Jumlah peserta referendum mencapai 175 ribu orang. Mereka yang menolak adalah warga yang bermukim di Provinsi Utara dan Kepulauan Kesetiaan. Sedangkan warga di Provinsi Selatan, yang kebanyakan merupakan orang Eropa memilih tetap berada di bawah pemerintahan Prancis. Namun, mereka diberi kesempatan mengulang referendum dua tahun lagi jika disetujui oleh pemerintah setempat.
"Ini adalah tanda mereka masih yakin dengan Prancis, baik dalam soal nilai-nilai dan masa depan. Semua orang bisa merasakan dan berbagi kebanggaan ini," kata Macron.
Hal ini juga menunjukkan perjuangan dan propaganda kemerdekaan selalu digaungkan oleh kelompok etnis Kanak belum berhasil meyakinkan suku lain. Padahal mereka selalu menyandarkan perjuangannya berdasarkan sejarah.

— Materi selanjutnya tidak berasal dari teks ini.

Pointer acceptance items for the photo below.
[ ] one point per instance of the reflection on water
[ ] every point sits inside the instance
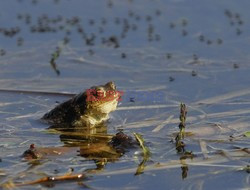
(197, 53)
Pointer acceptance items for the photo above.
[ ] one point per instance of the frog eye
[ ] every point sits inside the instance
(100, 92)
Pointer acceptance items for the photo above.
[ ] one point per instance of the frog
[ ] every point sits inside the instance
(87, 109)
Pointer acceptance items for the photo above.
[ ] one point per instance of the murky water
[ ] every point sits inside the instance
(169, 52)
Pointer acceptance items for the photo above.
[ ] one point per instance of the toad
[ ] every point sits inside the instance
(87, 109)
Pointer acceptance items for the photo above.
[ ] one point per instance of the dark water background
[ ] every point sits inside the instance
(195, 52)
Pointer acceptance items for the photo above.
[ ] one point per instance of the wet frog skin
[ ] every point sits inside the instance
(87, 109)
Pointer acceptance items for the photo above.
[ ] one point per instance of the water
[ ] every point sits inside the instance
(192, 52)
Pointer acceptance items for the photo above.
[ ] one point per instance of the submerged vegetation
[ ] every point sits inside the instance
(160, 55)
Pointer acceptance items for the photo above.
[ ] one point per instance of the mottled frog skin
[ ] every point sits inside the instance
(86, 109)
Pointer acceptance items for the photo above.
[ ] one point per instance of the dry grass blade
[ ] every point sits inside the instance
(204, 150)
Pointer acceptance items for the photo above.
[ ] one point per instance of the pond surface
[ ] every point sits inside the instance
(159, 53)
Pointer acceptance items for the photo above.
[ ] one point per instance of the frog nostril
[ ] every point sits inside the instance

Kelompok Front Pembebasan Nasional dan Sosialis Kanak (FLNKS) sempat terlibat perang dengan pasukan pemerintah Prancis. Namun, kedua belah pihak meneken perjanjian untuk menggelar tiga referendum. Kesempatan jajak pendapat yang tersisa tersedia pada 2020 dan 2022. FLNKS adalah salah satu kelompok yang mendukung gerakan Organisasi Papua Merdeka (OPM).